My guess is that that feeling of something missing is due to Moses (Completeness) and Friedman's (Bloody Bloody Andrew Jackson) task of adapting a novel. I haven't read Lethem's tome, but I've read other novels and seen their stage and screen adaptations. The common pitfall is that novelists are able to provide such detail; the book can be as long as they want it to be, telling as lengthy and full a story as they desire; there is no limit but their imagination when it comes to what can happen. The same is not true for the stage (and, to a certain degree, the screen), so sacrifices must be made. The focus must be narrowed and some parts of the story simply cannot make it to the stage.

The story focuses on Dylan, brought to life by the gifted Adam Chanler-Berat (Next to Normal, Fly by Night) as a curious, sensitive sponge of a boy, struggling to find his identity amid new people, new ideas and time that are a-changin'. The first act takes place in Brooklyn, beginning in the 1970s. Dylan's mom, Rachel (Kristen Sieh), has moved the family from Berkeley to the New York City borough in order to expose young Dylan (named after the musician) to a different population. Rachel soon leaves, and Dylan is left with his dad, Abraham (an understated Ken Barnett (Too Much Sun)), and his mother's records, which provide solace. He finds a friend and kindred spirit in Mingus (a strong Kyle Beltran (Choir Boy)). The two quickly forge a seemingly unbreakable bond, but as we creep into the early 80s and Dylan opts for Stuyvesant High rather than the local public school, the relationship deteriorates, and the boys set off on different paths. Act two picks up in the late 90s, following adult Dylan from Los Angeles and Berkeley (where his girlfriend, Abby (the always impressive Rebecca Naomi Jones (American Idiot, Murder Ballad) is getting impatient) back to Brooklyn, where he sees, for the first time in years, what's become of the home he left behind.

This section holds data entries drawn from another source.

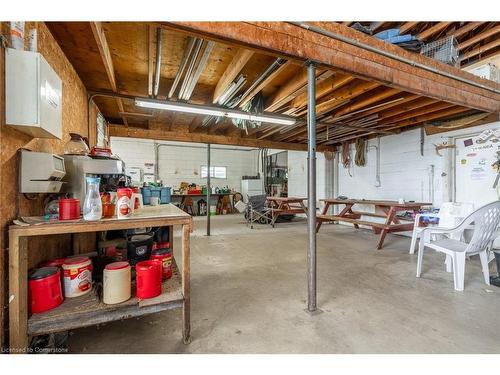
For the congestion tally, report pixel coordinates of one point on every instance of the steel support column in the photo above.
(209, 189)
(311, 186)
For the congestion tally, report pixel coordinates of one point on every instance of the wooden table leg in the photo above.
(275, 216)
(18, 293)
(186, 269)
(383, 233)
(186, 306)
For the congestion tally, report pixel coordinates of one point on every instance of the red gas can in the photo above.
(148, 275)
(45, 289)
(165, 257)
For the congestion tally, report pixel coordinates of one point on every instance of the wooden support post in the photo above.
(18, 299)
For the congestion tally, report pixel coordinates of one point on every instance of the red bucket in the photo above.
(69, 209)
(164, 256)
(148, 276)
(45, 289)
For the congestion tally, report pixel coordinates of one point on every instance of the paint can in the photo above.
(148, 276)
(116, 283)
(45, 291)
(77, 277)
(164, 256)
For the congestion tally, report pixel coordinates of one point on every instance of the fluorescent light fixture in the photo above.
(213, 111)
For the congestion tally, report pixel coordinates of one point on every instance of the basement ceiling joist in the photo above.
(347, 93)
(295, 42)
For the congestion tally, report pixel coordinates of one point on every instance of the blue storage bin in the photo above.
(163, 193)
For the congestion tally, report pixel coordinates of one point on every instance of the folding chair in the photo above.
(257, 211)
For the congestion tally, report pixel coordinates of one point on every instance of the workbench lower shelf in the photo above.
(89, 310)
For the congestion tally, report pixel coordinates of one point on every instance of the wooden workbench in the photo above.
(389, 210)
(89, 310)
(285, 206)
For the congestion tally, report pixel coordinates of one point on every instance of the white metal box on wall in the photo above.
(33, 95)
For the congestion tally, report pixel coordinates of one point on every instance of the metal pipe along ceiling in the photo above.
(367, 47)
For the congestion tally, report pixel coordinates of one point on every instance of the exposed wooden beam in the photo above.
(233, 69)
(406, 27)
(282, 95)
(102, 45)
(405, 98)
(122, 131)
(323, 88)
(412, 122)
(387, 93)
(427, 117)
(417, 112)
(468, 27)
(482, 49)
(265, 82)
(479, 37)
(293, 42)
(427, 33)
(346, 93)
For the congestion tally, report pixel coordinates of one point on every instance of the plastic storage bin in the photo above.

As lengthy as that synopsis is, I've left out some other equally important details, like the fact that Mingus's father, Barrett Rude Junior (Kevin Mambo), is a singer who never quite made it, though Dylan cherishes some of his recordings. And the tumultuous relationship Junior has with his father, a convicted but paroled preacher played by the terrific Andre De Shields. With so much I left out, you can imagine, even if you haven't read the novel, what Moses and Friedman had to leave out. So it's understandable that I would feel like something's lacking.

Still, I was able to gather the crux of the musical (and, most likely, of the novel), which is the relationship between the two boys, Dylan and Mingus. They both like being alone, longingly singing about their own fortress of solitude (comic books and related imagery play a role in the show). They let each other into their respective fortresses and wind up hurt. As a reaction, they both retreat further into their individual fortresses, but find themselves—without someone to protect them—lonelier than ever. So, is seclusion the way to go or do we need people in our lives? The musical takes a bias, but in trying to cram in more than 25 years—a novel, a life—the message is blunted and isn't as powerful as it could be.